The official reply was: Shhhhh be good! Don’t question us; it’s still an electric car, not a hybrid.

Well you know what? The car we were told would be all-electric isn’t even all electric after all. It also doesn’t even get the “hundreds” of miles per gallon that consumers were promised while the Volt was still in development.

It seems the gasoline battery does more than just help the battery last, it freaking drives the car too! Yep, at or above 70 mph the Volt’s gasoline engine drives the front wheels along with the electric motors.

So it sounds like a hybrid to me, unless I’m too simple to understand what the combined government/big three entity GM tells me.

An issue like this, because of the obvious circumstances is definitely going to create a political situation.

The fawning corporate media like always stands on either the left, or the right to control the division of public opinion and put it into two main camps. So one majority group blindly supports it, one group blindly hates it. And none of them talk about how because of the current administration’s energy policy, and cap and trade, electricity rates, along with everything, will increase in price in the near future.

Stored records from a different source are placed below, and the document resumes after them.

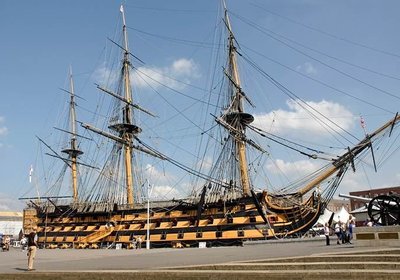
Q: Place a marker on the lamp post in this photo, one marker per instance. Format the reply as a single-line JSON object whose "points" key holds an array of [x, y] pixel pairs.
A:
{"points": [[148, 215]]}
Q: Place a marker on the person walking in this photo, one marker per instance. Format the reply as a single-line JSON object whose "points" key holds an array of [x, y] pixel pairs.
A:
{"points": [[327, 232], [32, 247]]}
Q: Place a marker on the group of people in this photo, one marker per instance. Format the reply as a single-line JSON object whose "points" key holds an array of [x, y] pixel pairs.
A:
{"points": [[343, 231], [5, 243], [137, 242]]}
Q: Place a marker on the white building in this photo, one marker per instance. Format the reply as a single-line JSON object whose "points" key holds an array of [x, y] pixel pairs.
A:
{"points": [[10, 223]]}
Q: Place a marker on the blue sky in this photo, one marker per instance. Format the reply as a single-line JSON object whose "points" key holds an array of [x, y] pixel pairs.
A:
{"points": [[40, 40]]}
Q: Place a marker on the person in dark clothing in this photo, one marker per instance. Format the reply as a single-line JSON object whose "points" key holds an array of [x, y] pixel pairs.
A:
{"points": [[32, 247]]}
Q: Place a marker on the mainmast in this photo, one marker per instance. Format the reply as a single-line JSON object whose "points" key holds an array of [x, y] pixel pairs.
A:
{"points": [[235, 116], [73, 151], [127, 129]]}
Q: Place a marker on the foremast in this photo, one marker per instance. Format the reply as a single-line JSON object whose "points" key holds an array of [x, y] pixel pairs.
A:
{"points": [[235, 119], [125, 128], [73, 150], [126, 135]]}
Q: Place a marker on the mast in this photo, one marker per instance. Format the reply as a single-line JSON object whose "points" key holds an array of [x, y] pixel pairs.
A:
{"points": [[235, 115], [73, 151], [128, 129]]}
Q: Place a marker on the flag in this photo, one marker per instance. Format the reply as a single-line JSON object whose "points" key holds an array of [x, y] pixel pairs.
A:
{"points": [[30, 174]]}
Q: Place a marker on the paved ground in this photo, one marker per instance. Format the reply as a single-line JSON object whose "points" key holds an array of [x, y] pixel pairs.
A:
{"points": [[81, 264]]}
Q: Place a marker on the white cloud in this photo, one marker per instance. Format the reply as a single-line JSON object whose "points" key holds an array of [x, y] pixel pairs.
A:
{"points": [[307, 68], [165, 192], [290, 168], [299, 120], [182, 70], [158, 176]]}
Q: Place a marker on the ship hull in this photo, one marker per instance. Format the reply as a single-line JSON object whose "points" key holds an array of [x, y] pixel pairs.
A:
{"points": [[172, 224]]}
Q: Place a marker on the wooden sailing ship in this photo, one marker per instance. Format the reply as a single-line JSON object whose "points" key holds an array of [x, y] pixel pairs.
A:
{"points": [[227, 209]]}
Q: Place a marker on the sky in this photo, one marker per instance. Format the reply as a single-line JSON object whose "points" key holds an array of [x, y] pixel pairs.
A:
{"points": [[349, 47]]}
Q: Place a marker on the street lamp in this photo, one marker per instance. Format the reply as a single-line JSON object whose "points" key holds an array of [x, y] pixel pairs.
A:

It takes a lot of Internet digging to find other writers who share the opinion of Investor’s Business Daily, but it can be done. Fellow Michigander Karen De Coster takes the government to task in their role in all of this Volt mania on her blog.

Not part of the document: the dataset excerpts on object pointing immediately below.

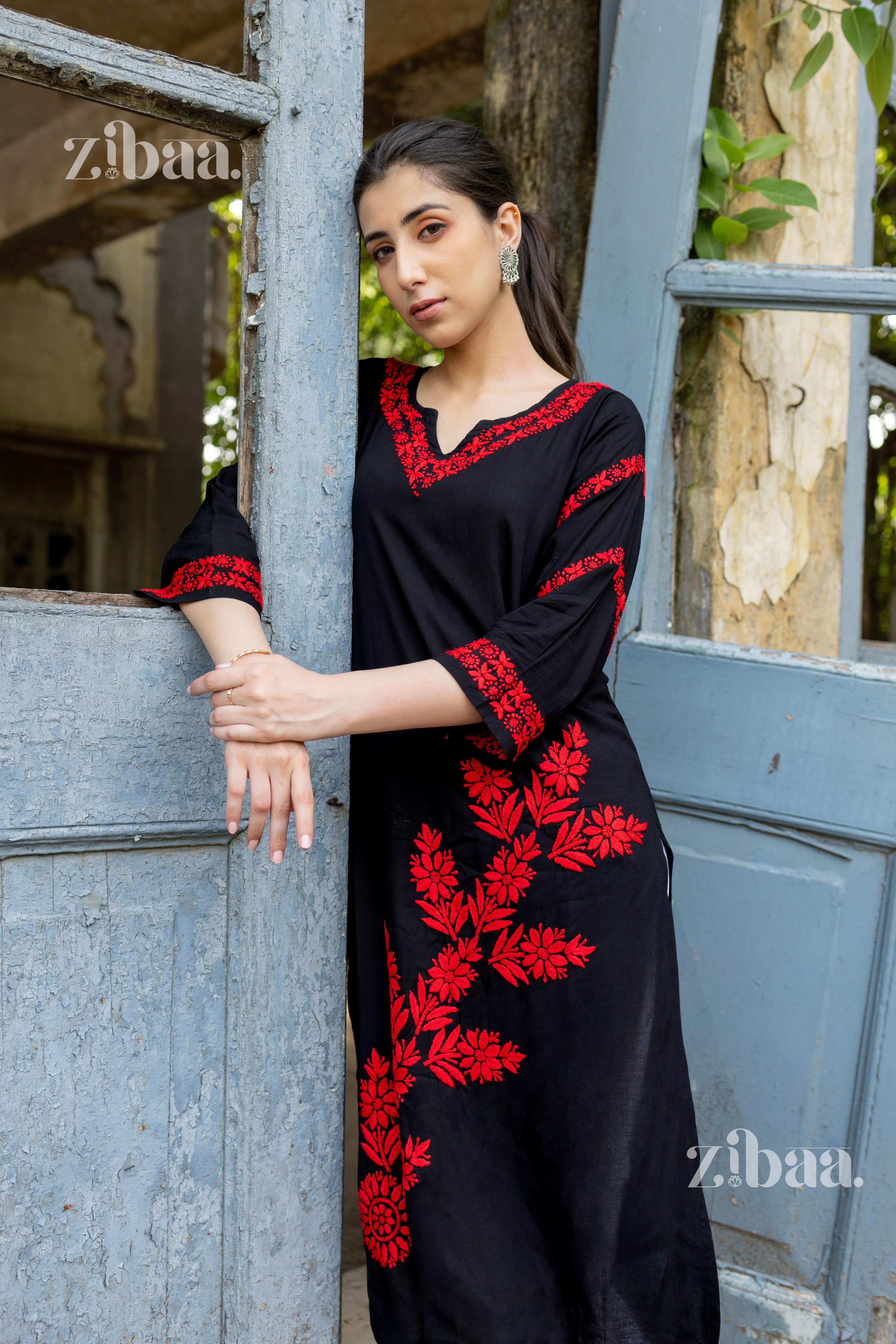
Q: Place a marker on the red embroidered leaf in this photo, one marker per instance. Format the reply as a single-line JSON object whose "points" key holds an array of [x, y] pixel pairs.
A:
{"points": [[569, 849], [414, 1155], [543, 804], [578, 951], [612, 833], [485, 913], [443, 1058], [507, 958]]}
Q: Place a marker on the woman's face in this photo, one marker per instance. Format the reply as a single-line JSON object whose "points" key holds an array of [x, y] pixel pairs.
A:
{"points": [[437, 259]]}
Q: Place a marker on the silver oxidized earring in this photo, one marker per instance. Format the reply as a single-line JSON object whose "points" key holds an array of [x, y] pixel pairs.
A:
{"points": [[510, 260]]}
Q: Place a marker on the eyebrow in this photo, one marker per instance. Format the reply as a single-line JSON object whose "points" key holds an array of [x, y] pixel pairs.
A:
{"points": [[412, 214]]}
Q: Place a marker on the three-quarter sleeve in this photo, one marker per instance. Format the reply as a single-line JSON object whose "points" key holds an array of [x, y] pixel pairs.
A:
{"points": [[215, 556], [534, 662]]}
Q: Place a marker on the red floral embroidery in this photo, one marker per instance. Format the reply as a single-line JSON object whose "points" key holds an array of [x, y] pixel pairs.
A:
{"points": [[385, 1220], [213, 572], [566, 764], [500, 683], [612, 834], [457, 1054], [596, 486], [593, 562], [421, 466]]}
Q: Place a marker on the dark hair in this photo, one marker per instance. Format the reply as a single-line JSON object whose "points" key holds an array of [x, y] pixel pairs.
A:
{"points": [[460, 158]]}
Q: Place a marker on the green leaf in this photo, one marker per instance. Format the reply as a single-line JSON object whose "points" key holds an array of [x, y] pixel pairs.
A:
{"points": [[786, 14], [733, 153], [813, 61], [860, 32], [714, 158], [706, 244], [730, 232], [721, 124], [768, 147], [762, 218], [785, 192], [879, 72], [711, 193]]}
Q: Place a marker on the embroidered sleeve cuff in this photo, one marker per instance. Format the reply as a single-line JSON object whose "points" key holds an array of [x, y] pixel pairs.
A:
{"points": [[214, 576], [492, 683]]}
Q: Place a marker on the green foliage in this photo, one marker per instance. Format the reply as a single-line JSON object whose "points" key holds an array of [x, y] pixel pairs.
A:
{"points": [[222, 393], [725, 155]]}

Her blog post bashing the Obama administration’s role in the central economic planning of the Volt is one of the only Michigan based pieces I’ve seen that doesn’t stand up and cheer loudly for the Volt to sell like hotcakes.

I love her no-nonsense response to a bit of text from a story on KansasCity.com, where it mentions that “General Motors can compete effectively in the green car arena.”

Her response: Someday, when words have meanings, government policy (coercion), taxes (theft from citizens), redistribution (to favored government programs), and subsides (to players in the governmental-corporate complex) will not be confused with “competing effectively.”

Funny thing, the Volt is coming out this November, but of course, there will be a limited production for now. Only the really needy will be able to get their hands on a Volt soon. The rest of us will probably be able to spend $41,000 a Volt once they start mass producing the components in Bay City, Michigan.

That won’t be until 2011, so it’s going to be hard to get one for Christmas.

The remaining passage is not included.